Metadata-Version: 2.1
Name: create-cohere-connector
Version: 0.1.10
Summary: Scaffold a custom Cohere connector
License: Apache 2.0
Author: dcarpintero
Requires-Python: >=3.12,<4.0
Classifier: License :: Other/Proprietary License
Classifier: Programming Language :: Python :: 3
Classifier: Programming Language :: Python :: 3.12
Requires-Dist: Jinja2 (>=3.1.3,<4.0.0)
Requires-Dist: typer (>=0.9.0,<0.10.0)
Description-Content-Type: text/markdown

# Create Cohere Connector [![PRs Welcome](https://img.shields.io/badge/PRs-welcome-green.svg)](https://github.com/dcarpintero/create-cohere-connector/)

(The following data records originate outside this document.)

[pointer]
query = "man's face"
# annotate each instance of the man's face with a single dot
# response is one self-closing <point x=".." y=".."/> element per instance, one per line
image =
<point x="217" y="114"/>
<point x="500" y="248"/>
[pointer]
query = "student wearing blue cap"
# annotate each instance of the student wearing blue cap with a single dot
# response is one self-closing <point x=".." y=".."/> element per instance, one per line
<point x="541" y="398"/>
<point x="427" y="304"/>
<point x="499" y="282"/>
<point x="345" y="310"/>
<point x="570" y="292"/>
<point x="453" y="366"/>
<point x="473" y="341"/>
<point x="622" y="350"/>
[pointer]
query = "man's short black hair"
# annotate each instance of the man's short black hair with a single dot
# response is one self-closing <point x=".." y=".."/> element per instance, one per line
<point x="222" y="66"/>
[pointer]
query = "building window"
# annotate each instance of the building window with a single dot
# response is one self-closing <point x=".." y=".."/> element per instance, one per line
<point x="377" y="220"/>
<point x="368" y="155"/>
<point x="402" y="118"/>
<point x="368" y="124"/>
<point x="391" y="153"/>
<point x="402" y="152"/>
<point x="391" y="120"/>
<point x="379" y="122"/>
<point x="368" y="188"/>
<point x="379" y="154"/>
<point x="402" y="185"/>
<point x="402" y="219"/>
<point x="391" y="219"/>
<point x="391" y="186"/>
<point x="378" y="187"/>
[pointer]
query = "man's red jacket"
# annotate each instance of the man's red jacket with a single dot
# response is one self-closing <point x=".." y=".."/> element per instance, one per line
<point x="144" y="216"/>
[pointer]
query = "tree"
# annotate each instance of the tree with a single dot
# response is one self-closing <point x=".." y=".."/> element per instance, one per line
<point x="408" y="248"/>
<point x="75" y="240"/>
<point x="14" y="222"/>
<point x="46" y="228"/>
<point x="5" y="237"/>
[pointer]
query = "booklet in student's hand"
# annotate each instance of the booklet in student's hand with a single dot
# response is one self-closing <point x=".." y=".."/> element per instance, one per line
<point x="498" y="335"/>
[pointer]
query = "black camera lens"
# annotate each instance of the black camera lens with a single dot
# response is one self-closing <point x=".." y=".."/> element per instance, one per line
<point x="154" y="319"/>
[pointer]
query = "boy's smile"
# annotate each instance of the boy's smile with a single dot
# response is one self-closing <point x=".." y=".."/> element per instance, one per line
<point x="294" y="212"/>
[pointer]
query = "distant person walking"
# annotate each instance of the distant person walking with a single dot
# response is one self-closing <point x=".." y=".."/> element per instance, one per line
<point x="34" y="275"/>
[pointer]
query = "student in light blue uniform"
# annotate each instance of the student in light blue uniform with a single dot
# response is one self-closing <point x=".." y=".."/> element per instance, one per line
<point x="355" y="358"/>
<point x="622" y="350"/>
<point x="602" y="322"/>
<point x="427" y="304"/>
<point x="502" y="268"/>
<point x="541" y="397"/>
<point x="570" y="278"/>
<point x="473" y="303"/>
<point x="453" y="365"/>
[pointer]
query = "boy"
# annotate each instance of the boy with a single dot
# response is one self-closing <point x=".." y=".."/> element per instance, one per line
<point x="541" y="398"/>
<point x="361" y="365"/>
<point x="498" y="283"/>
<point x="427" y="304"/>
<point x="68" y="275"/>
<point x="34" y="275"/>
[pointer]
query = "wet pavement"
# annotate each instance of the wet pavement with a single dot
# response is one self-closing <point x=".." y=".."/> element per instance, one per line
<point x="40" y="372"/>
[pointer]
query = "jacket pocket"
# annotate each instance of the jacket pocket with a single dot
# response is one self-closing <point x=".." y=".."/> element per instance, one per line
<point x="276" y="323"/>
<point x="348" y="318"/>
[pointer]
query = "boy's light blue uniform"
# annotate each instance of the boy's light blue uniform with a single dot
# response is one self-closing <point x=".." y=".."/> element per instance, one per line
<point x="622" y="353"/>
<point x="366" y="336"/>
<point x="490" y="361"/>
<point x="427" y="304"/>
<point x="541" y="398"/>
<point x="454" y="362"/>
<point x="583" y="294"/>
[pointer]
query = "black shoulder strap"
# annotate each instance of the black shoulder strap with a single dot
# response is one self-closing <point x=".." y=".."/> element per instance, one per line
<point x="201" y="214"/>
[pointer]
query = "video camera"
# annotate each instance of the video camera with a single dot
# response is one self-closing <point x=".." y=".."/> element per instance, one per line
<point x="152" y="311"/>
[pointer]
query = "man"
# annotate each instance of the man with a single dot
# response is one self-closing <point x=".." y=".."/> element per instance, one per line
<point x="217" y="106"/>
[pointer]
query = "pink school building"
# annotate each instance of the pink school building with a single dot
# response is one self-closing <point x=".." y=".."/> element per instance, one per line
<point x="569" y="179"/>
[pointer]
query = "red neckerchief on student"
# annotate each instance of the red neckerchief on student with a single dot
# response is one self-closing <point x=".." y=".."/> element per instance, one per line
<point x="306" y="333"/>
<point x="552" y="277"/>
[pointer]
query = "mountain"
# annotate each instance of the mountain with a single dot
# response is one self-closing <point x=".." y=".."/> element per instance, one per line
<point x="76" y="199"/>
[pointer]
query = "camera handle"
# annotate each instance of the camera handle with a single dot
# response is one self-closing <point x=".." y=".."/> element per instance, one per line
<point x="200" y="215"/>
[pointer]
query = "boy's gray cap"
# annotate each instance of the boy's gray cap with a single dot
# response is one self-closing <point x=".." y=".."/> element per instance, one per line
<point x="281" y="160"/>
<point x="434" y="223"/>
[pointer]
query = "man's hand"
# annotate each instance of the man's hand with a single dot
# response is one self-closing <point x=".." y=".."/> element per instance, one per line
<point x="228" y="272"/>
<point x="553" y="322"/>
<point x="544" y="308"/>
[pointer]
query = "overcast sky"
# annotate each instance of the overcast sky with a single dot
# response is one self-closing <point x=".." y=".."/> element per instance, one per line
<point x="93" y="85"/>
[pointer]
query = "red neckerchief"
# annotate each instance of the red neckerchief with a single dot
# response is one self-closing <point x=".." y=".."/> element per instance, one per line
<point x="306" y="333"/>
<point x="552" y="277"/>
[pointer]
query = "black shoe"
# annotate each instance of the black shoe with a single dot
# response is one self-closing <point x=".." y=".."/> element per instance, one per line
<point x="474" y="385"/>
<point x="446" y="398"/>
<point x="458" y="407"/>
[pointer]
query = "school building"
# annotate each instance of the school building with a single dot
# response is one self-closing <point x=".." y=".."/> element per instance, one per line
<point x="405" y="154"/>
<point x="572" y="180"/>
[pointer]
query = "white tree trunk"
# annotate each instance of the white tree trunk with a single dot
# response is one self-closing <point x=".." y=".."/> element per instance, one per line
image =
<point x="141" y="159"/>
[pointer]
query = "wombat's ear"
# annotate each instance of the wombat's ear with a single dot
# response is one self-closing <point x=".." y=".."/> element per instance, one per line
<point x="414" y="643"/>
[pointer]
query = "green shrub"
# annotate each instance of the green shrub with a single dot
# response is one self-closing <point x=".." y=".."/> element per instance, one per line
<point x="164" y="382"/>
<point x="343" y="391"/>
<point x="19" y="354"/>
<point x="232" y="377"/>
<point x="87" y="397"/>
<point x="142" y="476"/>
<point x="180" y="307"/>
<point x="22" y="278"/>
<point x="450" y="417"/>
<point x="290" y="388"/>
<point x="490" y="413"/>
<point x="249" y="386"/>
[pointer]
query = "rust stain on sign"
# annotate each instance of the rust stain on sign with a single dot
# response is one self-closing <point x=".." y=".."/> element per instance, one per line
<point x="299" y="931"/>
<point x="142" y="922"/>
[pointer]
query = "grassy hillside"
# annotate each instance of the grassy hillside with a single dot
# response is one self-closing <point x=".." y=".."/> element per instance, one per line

Generates a custom Cohere Connector with one command. [Cohere Connectors](https://docs.cohere.com/docs/connectors) enable to combine Cohere's large language models (LLMs), which power the [Chat API](https://docs.cohere.com/docs/cochat-beta), with up-to-date factual information. They enhance Cohere's retrieval augmented generation (RAG) offering, and can respond to user questions and prompts with substantive, grounded generations that contain citations to external public or private knowledge bases.

Note that this is an experimental project. If something doesn’t work, please [file an issue](https://github.com/dcarpintero/create-cohere-connector/issues/new).

## 🧮 What is included?

Your environment will have everything you need to quickly prototype and deploy a custom Cohere Connector:

- ``API service`` implementing the required ``search`` endpoint using [FastAPI](https://fastapi.tiangolo.com/) (support for [Flask](https://flask.palletsprojects.com/) is planned). 
- ``Bearer Token Authentication`` using the Authorization header in HTTP requests. 
- ``Pydantic models`` for data validation and serialization.
- ``Client class`` to retrieve data from a custom data source.
- ``Deploy script`` to register your connector with Cohere.

## 🚀 Quickstart

1. Install ``create-cohere-connector`` package:

It is highly recommended to install this package within a virtual environment:

```sh
py -m venv .venv
.venv\scripts\activate
```

```sh
python3 -m venv .venv
source .venv/bin/activate
```

and then, run the installation:

```sh
pip3 install create-cohere-connector --user
```

2. Bootstrap your project:

```sh
create-cohere-connector
```

or

```sh
python -m create_cohere_connector.cli
```

This will prompt for a project name:

```sh
Project name [myconnector]: hello-connector
Api framework [FastAPI]: FastAPI
Authentication [Bearer]: Bearer
Caching [None]: None
```

generate the initial project structure:

```
myconnector
├── README.md
├── deploy.py
├── Dockerfile
├── pyproject.toml
├── poetry.lock
├── .gitignore
└── provider
    ├── __init__.py
    ├── app.py
    ├── client.py
    └── datamodels.py
```

and install dependencies:

```sh
✅ Project created successfully!
```

3. Set environment variables

You might rename ``.env_template`` to ``.env``, and complete it.

4. Span a shell within the virtual environment

```sh
poetry shell
```

5. Start API service

Inside the ``provider`` directory:

```sh
poetry shell
uvicorn app:app --reload
```

if you encounter any trouble in this step, you might need to run:

```sh
poetry install --no-root
```

6. Deploy Cohere Connector

```sh
python deploy.py
```

## 👩‍💻 Contributions

If you would like to contribute, here are some features that we are planning to add:

- Flask support
- Semantic caching
- OAuth 2.0
- Data models scaffolding

## ⚖️ License

Create Cohere Connector is open source software licensed as Apache 2.0.